Skeptics say another of Atkins' ideas - that people lose more weight on his plan even if they actually eat more calories - violates the laws of thermodynamics.

Some of the new studies, however, suggest Atkins may be right, with Atkins dieters losing more weight than those on low-fat diets despite eating more calories.

"Surprised? Definitely," says Bonnie Brehm, a registered dietitian. "We really don't know what the answer is."

And the Atkins weight loss was not simply dehydration, as critics often contend, since dieters in one study also lost twice as much body fat.

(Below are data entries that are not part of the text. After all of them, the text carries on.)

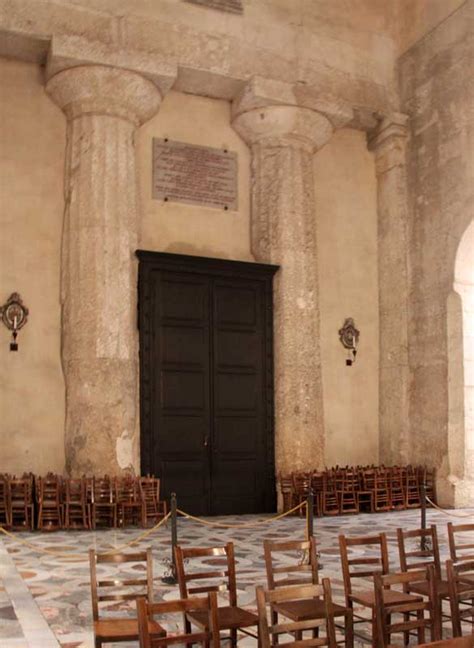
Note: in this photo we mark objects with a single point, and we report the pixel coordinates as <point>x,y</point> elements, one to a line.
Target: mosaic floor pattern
<point>45,600</point>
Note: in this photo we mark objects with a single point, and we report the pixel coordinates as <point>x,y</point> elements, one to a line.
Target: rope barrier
<point>78,556</point>
<point>459,515</point>
<point>244,525</point>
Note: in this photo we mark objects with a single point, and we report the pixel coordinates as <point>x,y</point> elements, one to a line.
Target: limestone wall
<point>32,144</point>
<point>346,212</point>
<point>190,229</point>
<point>437,92</point>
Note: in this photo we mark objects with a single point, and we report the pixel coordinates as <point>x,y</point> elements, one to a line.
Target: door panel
<point>237,443</point>
<point>181,376</point>
<point>206,381</point>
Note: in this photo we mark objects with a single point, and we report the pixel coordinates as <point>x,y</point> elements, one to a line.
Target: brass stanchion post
<point>171,579</point>
<point>310,513</point>
<point>423,543</point>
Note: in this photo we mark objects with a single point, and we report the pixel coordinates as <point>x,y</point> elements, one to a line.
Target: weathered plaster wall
<point>32,142</point>
<point>346,214</point>
<point>193,229</point>
<point>438,94</point>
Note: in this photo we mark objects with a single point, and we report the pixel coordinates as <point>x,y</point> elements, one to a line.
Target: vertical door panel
<point>182,388</point>
<point>237,381</point>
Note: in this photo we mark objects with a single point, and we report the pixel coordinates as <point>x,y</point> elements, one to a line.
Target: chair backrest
<point>146,610</point>
<point>49,489</point>
<point>217,580</point>
<point>387,615</point>
<point>269,633</point>
<point>127,490</point>
<point>75,490</point>
<point>458,551</point>
<point>296,559</point>
<point>21,491</point>
<point>126,588</point>
<point>416,558</point>
<point>150,489</point>
<point>103,491</point>
<point>461,588</point>
<point>364,566</point>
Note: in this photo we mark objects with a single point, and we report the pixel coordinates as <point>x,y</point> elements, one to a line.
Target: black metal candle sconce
<point>14,315</point>
<point>349,337</point>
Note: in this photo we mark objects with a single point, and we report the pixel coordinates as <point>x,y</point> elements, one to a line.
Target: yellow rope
<point>80,557</point>
<point>460,515</point>
<point>244,525</point>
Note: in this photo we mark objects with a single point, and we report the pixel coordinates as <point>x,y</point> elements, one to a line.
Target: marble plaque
<point>233,6</point>
<point>192,174</point>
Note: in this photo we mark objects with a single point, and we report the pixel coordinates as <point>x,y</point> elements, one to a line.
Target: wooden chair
<point>317,484</point>
<point>386,626</point>
<point>396,484</point>
<point>417,558</point>
<point>125,589</point>
<point>75,504</point>
<point>348,499</point>
<point>301,486</point>
<point>378,564</point>
<point>21,502</point>
<point>412,488</point>
<point>103,506</point>
<point>129,502</point>
<point>330,499</point>
<point>461,592</point>
<point>205,605</point>
<point>458,551</point>
<point>457,642</point>
<point>287,493</point>
<point>366,489</point>
<point>300,572</point>
<point>5,504</point>
<point>280,597</point>
<point>382,499</point>
<point>153,508</point>
<point>231,617</point>
<point>49,503</point>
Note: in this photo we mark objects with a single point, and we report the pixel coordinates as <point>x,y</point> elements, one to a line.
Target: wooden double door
<point>206,381</point>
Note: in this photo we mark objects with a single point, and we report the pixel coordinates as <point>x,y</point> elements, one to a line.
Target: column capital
<point>101,90</point>
<point>280,113</point>
<point>388,141</point>
<point>284,126</point>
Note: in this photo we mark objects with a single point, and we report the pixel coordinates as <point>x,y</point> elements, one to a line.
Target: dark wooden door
<point>206,382</point>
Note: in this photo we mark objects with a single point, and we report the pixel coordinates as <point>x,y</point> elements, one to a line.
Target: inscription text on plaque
<point>193,174</point>
<point>233,6</point>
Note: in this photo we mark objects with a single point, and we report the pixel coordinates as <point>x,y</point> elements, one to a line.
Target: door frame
<point>152,261</point>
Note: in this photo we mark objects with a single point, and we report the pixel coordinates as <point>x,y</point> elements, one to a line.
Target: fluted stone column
<point>103,106</point>
<point>388,143</point>
<point>283,140</point>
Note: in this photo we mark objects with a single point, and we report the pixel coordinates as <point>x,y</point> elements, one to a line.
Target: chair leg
<point>349,630</point>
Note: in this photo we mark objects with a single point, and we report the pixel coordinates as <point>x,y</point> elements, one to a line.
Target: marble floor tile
<point>45,600</point>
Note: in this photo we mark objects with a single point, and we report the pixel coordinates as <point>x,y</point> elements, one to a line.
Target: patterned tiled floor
<point>45,600</point>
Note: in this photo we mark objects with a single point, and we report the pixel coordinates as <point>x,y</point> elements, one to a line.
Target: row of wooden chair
<point>53,502</point>
<point>295,593</point>
<point>352,489</point>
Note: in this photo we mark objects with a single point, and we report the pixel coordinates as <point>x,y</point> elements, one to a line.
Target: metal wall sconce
<point>349,337</point>
<point>14,315</point>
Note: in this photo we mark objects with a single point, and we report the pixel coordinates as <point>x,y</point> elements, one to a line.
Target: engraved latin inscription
<point>192,174</point>
<point>233,6</point>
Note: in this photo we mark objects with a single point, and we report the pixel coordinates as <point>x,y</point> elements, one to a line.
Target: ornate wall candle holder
<point>14,315</point>
<point>349,337</point>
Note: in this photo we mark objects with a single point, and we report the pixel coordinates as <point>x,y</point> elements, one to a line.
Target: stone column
<point>283,140</point>
<point>103,106</point>
<point>388,142</point>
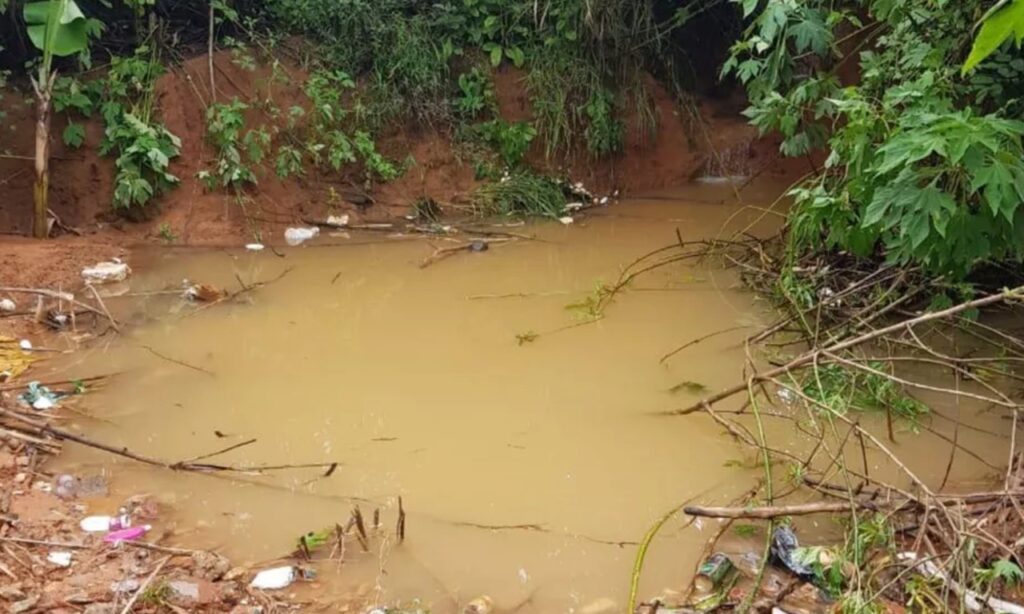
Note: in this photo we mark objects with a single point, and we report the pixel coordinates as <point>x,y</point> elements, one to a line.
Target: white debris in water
<point>59,558</point>
<point>297,236</point>
<point>115,270</point>
<point>275,578</point>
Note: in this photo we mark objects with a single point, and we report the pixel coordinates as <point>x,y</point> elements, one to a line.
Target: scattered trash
<point>184,590</point>
<point>102,272</point>
<point>203,293</point>
<point>102,524</point>
<point>338,221</point>
<point>39,397</point>
<point>783,550</point>
<point>297,236</point>
<point>713,572</point>
<point>128,534</point>
<point>67,486</point>
<point>59,558</point>
<point>480,605</point>
<point>275,578</point>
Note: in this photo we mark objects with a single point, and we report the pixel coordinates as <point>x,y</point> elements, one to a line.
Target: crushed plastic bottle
<point>129,534</point>
<point>59,558</point>
<point>102,524</point>
<point>297,236</point>
<point>102,272</point>
<point>274,578</point>
<point>39,397</point>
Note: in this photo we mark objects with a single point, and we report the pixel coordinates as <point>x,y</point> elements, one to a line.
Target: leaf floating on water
<point>527,337</point>
<point>690,387</point>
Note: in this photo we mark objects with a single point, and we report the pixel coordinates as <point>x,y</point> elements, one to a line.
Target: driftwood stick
<point>178,466</point>
<point>814,354</point>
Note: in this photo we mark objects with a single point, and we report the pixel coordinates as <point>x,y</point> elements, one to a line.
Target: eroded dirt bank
<point>192,215</point>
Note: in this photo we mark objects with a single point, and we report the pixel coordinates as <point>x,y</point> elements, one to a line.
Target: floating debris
<point>39,397</point>
<point>275,578</point>
<point>59,558</point>
<point>103,272</point>
<point>297,236</point>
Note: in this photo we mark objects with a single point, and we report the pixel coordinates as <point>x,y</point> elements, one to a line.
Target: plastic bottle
<point>128,534</point>
<point>278,577</point>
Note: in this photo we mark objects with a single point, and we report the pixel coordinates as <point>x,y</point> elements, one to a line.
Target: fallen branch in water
<point>41,428</point>
<point>816,353</point>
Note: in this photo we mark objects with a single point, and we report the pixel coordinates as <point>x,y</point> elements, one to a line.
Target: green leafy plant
<point>521,192</point>
<point>842,389</point>
<point>1001,570</point>
<point>143,147</point>
<point>925,164</point>
<point>1003,22</point>
<point>237,148</point>
<point>57,28</point>
<point>509,139</point>
<point>475,94</point>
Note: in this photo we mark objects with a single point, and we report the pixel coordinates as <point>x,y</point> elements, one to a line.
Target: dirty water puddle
<point>527,451</point>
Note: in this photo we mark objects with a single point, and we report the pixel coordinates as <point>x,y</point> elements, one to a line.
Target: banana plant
<point>57,28</point>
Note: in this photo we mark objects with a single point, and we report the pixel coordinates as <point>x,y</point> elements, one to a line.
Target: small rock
<point>182,590</point>
<point>210,566</point>
<point>480,605</point>
<point>129,585</point>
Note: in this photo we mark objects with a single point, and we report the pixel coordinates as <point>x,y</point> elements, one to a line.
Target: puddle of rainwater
<point>413,379</point>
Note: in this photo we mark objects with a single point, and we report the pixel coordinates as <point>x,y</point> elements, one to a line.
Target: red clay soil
<point>82,181</point>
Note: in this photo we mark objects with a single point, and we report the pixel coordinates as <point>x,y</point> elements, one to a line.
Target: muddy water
<point>526,469</point>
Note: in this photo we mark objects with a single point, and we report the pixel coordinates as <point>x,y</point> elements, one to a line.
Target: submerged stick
<point>814,354</point>
<point>177,466</point>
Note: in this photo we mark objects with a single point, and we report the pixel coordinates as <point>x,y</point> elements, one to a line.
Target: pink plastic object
<point>126,534</point>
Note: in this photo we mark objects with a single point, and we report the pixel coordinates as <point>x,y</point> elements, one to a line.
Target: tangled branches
<point>857,352</point>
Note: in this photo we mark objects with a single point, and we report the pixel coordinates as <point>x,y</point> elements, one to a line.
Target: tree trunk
<point>42,187</point>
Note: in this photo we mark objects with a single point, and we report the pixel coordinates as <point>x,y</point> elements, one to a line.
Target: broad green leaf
<point>995,30</point>
<point>71,31</point>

Despite these results, many of the researchers who did the studies are reluctant to recommend the Atkins diet for now, saying they know too little about its long-term effects. A large new study just under way could settle those doubts.

This federally sponsored project will randomly put 360 overweight men and women on the Atkins plan or the U.S. Department of Agriculture's standard high-carb, low-fat diet, then watch them in painstaking detail for at least two years.

Despite the professions' unease at the findings so far, some of the researchers involved expect that if the Atkins approach proves safe and effective in larger, longer studies, established opinions will eventually change.

"It's difficult to swallow," says O'Brien, "but the data are the data, even if they go against 30 years of dogma."